But don't start throwing around the R-word just yet.
"No one I know would seriously call this an indicator of recession," said Bill Hampel, chief economist with the Credit Union National Association.
Gross domestic product, the broadest measure of the nation's economic growth, contracted at an annual rate of 0.1% from October to December, the Commerce Department said Wednesday. It was the first quarterly contraction since the second quarter of 2009, amid the Great Recession.
While a contraction is never encouraging, economists pointed to temporary effects that may have caused a one-time dip, and they see better growth ahead.

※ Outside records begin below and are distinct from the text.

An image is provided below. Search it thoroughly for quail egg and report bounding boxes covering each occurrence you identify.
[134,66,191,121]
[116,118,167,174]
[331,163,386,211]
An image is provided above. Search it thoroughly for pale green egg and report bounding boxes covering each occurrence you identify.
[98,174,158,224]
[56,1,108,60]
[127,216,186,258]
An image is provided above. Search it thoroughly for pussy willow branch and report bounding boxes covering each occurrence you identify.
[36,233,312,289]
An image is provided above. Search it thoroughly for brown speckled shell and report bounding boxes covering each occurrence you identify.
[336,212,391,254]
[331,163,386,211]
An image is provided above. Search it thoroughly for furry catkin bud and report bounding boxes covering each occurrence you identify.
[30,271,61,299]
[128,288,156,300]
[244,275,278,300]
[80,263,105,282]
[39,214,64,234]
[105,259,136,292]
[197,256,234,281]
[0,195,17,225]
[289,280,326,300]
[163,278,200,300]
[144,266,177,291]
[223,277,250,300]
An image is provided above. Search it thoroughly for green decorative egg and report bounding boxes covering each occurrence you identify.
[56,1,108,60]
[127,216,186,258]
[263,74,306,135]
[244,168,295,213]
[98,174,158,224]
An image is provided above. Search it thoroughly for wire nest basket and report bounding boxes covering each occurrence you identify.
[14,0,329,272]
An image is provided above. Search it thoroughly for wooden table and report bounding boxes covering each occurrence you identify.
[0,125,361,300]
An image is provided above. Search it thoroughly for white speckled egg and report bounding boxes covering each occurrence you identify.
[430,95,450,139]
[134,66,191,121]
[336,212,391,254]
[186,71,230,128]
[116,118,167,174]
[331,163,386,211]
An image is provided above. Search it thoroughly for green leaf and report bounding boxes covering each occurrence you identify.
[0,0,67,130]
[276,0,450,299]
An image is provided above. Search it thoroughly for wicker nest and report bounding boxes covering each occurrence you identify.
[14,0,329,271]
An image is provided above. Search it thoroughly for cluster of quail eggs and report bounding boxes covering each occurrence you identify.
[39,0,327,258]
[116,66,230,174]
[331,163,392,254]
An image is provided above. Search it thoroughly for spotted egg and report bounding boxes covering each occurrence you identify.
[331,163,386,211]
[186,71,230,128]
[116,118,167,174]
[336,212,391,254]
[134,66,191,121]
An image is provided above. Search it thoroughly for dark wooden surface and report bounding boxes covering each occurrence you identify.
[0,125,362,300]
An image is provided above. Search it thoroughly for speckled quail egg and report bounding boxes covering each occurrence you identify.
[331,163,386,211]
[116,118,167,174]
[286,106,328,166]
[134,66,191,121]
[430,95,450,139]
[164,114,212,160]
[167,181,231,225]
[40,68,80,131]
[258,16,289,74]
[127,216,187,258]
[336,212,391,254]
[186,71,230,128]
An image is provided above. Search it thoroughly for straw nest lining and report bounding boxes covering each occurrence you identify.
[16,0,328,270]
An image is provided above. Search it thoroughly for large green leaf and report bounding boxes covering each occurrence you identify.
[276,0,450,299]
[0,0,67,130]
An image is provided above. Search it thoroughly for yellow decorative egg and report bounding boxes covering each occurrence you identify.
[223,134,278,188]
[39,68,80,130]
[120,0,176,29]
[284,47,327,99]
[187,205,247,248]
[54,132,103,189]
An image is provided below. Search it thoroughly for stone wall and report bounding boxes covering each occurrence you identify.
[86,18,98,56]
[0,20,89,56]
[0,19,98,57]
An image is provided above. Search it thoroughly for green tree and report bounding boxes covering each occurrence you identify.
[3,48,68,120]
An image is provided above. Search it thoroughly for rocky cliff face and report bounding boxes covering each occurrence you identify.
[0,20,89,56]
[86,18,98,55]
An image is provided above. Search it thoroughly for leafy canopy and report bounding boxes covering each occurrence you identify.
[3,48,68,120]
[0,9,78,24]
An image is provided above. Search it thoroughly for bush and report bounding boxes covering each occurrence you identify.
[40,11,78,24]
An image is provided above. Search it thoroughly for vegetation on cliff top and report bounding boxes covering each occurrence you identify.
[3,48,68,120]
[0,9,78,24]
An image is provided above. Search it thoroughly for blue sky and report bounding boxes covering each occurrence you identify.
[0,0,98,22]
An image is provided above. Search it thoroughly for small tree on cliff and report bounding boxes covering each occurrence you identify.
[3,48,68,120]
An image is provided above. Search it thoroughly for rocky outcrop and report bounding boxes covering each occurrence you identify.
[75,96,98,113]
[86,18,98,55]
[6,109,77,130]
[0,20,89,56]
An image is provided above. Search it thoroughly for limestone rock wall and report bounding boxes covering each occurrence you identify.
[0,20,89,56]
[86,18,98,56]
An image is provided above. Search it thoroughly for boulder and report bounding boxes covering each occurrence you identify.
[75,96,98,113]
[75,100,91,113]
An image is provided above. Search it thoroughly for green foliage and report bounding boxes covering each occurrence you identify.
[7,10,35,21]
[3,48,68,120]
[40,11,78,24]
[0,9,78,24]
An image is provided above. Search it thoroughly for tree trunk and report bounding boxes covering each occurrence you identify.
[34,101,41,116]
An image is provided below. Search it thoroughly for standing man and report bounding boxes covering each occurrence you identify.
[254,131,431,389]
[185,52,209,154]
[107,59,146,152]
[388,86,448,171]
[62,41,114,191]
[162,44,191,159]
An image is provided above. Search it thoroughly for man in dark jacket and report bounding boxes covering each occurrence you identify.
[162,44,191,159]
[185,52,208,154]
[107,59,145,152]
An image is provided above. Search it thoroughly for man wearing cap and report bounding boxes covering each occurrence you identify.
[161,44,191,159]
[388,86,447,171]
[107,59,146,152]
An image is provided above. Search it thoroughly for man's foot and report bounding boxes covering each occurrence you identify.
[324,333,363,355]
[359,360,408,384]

It's "the best-looking contraction in U.S. GDP you'll ever see," Paul Ashworth, chief U.S. economist for Capital Economics said in a research note. "The drag from defense spending and inventories is a one-off. The rest of the report is all encouraging."
A large cut in federal spending, primarily on defense, was one of the biggest drags on growth. Defense spending contracted at a 22% annual rate.
Alan Kreuger, head of President Obama's Council of Economic Advisers, attributed the deep decline to the looming sequestration deadline.
"A likely explanation for the sharp decline in Federal defense spending is uncertainty concerning the automatic spending cuts that were scheduled to take effect in January, and are currently scheduled to take effect on March 1st," he said in a blog post.
Defense spending tends to be a volatile number in the GDP report, and is unlikely to decline so dramatically next quarter, Hampel said.